All the Wrong Turns That Led July Here

Two recurring themes in July’s work have been finding interesting ways to connect with people, and using the internet as a tool of community-building.

Possibly her best known artwork, Learning to Love You More, was a website and exhibitions series in which she uploaded artworks made by the general public in response to prompts created by herself and collaborator Harrell Fletcher.

The seven-year project, launched in 2000, broke new ground in the early days of the internet art, and SFMOMA acquired it for its permanent collection in 2007. Then, in 2014, July created a messaging app titled Somebody, where chats between friends were sent to surrogate strangers, who acted as intermediaries and delivered the messages verbally.

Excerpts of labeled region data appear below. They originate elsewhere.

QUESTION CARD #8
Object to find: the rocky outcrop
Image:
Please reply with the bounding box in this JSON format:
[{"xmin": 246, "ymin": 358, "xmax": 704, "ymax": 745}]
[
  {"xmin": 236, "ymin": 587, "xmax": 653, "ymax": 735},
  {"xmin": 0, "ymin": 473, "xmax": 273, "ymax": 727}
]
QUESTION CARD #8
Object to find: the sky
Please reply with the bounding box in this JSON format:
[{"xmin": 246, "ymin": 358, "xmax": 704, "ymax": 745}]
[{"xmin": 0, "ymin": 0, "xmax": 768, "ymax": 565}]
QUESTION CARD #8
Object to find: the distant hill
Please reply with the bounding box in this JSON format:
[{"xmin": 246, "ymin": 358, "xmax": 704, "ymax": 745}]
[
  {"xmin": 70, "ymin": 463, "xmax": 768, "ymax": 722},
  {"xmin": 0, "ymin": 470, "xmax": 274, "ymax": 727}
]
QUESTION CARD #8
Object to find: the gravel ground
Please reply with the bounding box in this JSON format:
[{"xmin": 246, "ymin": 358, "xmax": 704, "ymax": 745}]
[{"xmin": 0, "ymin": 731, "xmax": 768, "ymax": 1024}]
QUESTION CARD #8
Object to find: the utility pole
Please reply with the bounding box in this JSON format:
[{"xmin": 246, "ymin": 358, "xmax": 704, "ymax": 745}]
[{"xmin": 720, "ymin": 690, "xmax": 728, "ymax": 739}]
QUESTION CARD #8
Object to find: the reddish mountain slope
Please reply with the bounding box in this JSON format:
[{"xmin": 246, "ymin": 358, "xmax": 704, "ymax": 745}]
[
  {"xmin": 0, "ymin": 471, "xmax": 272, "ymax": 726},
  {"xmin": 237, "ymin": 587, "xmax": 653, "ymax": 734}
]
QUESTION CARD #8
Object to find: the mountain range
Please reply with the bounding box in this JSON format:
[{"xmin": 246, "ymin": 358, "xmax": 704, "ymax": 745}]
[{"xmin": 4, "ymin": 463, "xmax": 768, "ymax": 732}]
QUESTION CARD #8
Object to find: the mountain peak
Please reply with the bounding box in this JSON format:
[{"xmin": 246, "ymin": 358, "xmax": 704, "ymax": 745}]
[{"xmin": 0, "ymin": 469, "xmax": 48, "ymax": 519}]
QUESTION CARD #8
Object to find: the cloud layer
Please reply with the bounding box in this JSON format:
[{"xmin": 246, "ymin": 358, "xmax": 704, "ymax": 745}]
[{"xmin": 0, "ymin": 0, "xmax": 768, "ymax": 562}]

SOMEBODY. Courtesy Miranda July.

SOMEBODY. Courtesy Miranda July.

Both Learning to Love You More and Somebody are included in July’s self-titled monograph, which was released on April 14. The mid-career retrospective looks back at 25 years’ worth of art projects, films, and books, peppered with interjections and anecdotes from July’s friends and collaborators, including Hans Ulrich Obrist and Lena Dunham.

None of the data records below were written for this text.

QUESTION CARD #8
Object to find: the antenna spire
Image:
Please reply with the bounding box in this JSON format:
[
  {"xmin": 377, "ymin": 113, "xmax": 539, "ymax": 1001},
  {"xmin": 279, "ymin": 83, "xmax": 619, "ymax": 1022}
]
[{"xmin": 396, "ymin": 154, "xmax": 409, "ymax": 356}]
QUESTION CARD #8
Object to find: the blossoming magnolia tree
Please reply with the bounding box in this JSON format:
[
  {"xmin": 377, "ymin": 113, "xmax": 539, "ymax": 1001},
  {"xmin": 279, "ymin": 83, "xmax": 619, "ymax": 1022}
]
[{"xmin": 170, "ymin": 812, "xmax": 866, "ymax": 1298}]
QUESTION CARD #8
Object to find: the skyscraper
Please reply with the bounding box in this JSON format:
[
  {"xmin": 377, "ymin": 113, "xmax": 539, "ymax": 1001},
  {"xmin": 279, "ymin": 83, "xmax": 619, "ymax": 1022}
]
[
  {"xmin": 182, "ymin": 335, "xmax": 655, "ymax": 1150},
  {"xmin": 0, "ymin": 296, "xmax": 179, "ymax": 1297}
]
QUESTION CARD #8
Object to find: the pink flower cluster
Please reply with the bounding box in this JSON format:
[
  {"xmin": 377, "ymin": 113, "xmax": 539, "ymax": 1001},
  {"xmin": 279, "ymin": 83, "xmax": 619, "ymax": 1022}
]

“It’s not just a list of works,” July says. “It’s all the work and relationships and wrong turns behind all that work. And that’s half a life, right there.”

 

Using the Tools You Already Have

July has just finished making the biggest, most expensive movie of her career. Kajillionaire, which premiered at Sundance, is an absurdist comedy-drama that follows a family of scam artists played by an all-star cast including Evan Rachel Wood. It was scheduled for theatrical release in June, but like many other things, has now been pushed back to a yet-to-be-determined date.

Meanwhile, the Criterion Collection is giving July the ultimate indie seal of approval by reissuing her 2005 film, Me and You and Everyone We Know, on April 28. The release will include a new documentary about July’s interfaith charity shop, which she created in collaboration with Artangel in 2017.

But despite July’s seeming ability to do whatever she wants with whatever she needs, she still has an attachment to the virtue of resourcefulness.

“There are always real limitations—of money or time or energy—and then those eventually develop into almost a creative practice,” July says. 

Miranda July, <i>Me and You and Everyone We Know</i> (2005). Still courtesy Criterion.

Miranda July, Me and You and Everyone We Know (2005). Still courtesy Criterion.

Right after Kajillionaire, she made an utterly captivating reality series with the actress and dancer Margaret Qualley that unfolded on their Instagram pages, which could have been done in quarantine.

“There were already limitations before this one, and I think that’s something I have in common with everyone,” she says. “But when you make something, you’re trying to dig down to a very elemental, human current that runs through all of us emotionally.”

While at home, the artist is currently working on three different projects in three different media. “I noticed that, kind of weirdly, they would seem to have been created for quarantine,” she says. “They would seem already to be alternative ways of making things, if your circumstances were incredibly limited, but they were actually pre-quarantine ideas.”

And even though many people around the world are still paralyzed by shock and grief, July sees scope for creativity and connection.

“I think we will see that we have a ridiculous wealth of tools for creating and connecting, and now they have a reason,” she says. “Now we can put them to use for something other than distraction.”